So the focus of tomorrow's summit should be firmly on the labour market.

But on the eve of the summit, some participants are criticizing its agenda, saying the topics for the six working groups (to be discussed in semi-closed sessions) are too broad.

Says one, who doesn't want to be named: "A job summit is not a general economic summit. It's not about productivity and growth. It's about retaining and growing employment. So if it is to be jobs summit, then it's all about the labour market and this includes thinking about whether it has been harmed by successive court and government decisions. A rigid labour market is a sure-fire way to create unemployment."

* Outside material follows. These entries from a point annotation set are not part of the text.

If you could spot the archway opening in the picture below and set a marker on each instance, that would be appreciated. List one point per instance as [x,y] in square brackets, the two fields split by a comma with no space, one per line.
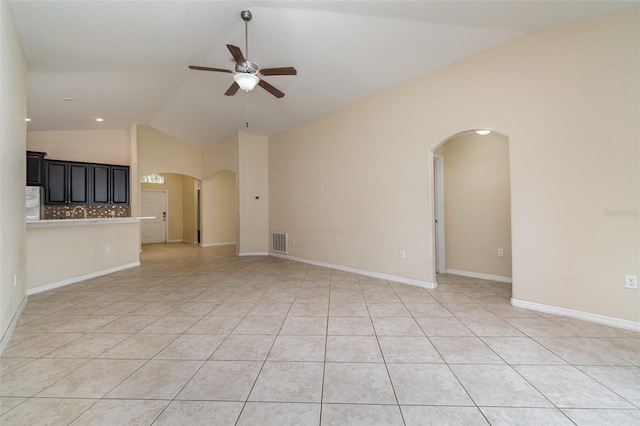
[472,207]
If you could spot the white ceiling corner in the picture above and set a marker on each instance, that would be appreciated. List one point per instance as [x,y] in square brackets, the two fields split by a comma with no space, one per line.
[127,61]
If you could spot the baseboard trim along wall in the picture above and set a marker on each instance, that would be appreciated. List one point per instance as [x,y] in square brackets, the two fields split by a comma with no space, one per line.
[581,315]
[394,278]
[480,275]
[218,244]
[12,326]
[68,281]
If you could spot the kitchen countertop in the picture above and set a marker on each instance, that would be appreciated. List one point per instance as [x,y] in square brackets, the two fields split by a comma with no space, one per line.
[80,222]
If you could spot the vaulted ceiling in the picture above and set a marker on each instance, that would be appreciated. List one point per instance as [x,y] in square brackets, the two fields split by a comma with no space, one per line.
[126,61]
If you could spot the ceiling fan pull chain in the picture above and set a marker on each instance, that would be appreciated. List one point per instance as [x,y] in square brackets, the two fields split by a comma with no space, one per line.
[246,113]
[246,38]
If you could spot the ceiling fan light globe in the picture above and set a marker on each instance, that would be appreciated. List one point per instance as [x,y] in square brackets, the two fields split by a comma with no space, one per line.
[246,81]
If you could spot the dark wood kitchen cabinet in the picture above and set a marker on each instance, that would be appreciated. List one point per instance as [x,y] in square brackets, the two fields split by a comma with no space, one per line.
[35,168]
[66,182]
[109,184]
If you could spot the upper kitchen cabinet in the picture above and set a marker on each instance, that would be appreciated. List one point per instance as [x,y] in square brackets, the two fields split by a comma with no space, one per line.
[35,168]
[67,182]
[109,184]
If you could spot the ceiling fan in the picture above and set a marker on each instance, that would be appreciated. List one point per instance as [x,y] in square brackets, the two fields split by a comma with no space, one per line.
[247,74]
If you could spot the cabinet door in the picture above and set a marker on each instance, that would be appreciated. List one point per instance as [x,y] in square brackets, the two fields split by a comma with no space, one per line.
[100,184]
[120,184]
[56,182]
[78,174]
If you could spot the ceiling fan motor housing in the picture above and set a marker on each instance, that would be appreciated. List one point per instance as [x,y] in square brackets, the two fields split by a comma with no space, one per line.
[247,67]
[246,15]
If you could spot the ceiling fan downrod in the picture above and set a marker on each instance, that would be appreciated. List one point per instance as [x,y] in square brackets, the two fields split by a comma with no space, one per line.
[246,17]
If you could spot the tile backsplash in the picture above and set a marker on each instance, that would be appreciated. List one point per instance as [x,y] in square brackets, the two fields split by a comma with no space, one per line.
[93,212]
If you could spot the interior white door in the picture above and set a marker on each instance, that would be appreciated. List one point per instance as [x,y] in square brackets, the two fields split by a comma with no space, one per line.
[154,204]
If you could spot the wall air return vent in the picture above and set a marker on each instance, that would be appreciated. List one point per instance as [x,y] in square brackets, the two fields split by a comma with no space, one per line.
[279,242]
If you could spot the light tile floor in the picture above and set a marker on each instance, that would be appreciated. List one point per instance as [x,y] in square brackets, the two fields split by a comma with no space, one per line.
[199,336]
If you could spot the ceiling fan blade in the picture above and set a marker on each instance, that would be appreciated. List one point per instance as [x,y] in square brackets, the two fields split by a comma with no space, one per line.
[237,54]
[269,88]
[279,71]
[232,89]
[195,67]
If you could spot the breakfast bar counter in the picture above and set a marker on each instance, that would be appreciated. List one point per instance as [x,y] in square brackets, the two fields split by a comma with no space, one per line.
[65,251]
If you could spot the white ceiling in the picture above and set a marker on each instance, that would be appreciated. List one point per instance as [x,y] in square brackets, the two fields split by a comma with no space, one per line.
[126,61]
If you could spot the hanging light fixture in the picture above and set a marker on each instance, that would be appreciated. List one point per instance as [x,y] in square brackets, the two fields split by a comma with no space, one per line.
[246,81]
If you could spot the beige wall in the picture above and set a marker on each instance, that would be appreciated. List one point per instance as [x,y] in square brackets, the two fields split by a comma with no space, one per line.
[219,202]
[92,146]
[355,186]
[477,204]
[222,155]
[50,248]
[189,219]
[253,194]
[162,153]
[13,107]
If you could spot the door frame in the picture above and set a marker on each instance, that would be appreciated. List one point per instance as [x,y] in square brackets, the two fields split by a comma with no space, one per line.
[438,199]
[166,207]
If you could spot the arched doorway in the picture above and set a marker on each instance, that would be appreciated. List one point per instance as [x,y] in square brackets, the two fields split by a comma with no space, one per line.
[472,206]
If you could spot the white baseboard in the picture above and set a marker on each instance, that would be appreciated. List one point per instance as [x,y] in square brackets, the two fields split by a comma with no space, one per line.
[12,325]
[480,275]
[581,315]
[68,281]
[218,244]
[254,253]
[388,277]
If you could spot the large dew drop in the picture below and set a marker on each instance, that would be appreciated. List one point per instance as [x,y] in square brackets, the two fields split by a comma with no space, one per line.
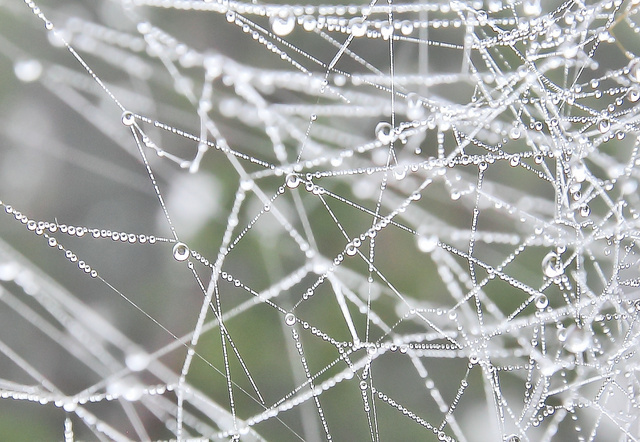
[289,319]
[552,265]
[384,132]
[181,251]
[634,70]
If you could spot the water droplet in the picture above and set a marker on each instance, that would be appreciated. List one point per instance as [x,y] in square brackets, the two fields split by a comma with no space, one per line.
[634,70]
[351,249]
[585,210]
[289,319]
[128,119]
[552,265]
[283,25]
[542,302]
[415,110]
[386,30]
[181,251]
[292,181]
[562,334]
[603,126]
[137,361]
[28,70]
[384,132]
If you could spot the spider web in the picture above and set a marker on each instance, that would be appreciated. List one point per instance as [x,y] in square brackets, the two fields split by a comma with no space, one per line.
[384,221]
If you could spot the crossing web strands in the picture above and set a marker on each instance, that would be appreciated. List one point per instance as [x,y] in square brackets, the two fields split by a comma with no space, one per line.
[383,221]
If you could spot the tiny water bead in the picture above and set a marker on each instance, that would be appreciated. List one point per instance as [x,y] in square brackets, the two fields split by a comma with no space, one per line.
[384,132]
[292,181]
[289,319]
[604,126]
[542,302]
[552,265]
[128,119]
[181,251]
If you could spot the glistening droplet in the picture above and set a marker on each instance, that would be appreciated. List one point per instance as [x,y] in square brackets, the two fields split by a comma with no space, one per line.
[128,118]
[289,319]
[552,265]
[384,132]
[180,251]
[292,181]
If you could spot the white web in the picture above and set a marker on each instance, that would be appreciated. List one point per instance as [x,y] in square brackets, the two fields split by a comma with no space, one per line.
[386,221]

So if the jobs market is where everybody's energies should go, why are summit participants talking about topics such as liquidity and the capital markets, and business investment and tax? Related and critical, sure, but not directly on point.

The latest unemployment rate, for the December quarter, is 4.6 percent. A total of 105,000 are now unemployed with 2009 projections ranging from 7 percent (150,000 to 180,000 people) through to 11.2 percent.

The speed at which unemployment is rising means flagging business confidence becomes critical.

The ANZ-National Bank releases its monthly business confidence figures this afternoon - its first this year - and the news isn't expected to be pretty. Business confidence, as measured by the survey, hit historical lows in December.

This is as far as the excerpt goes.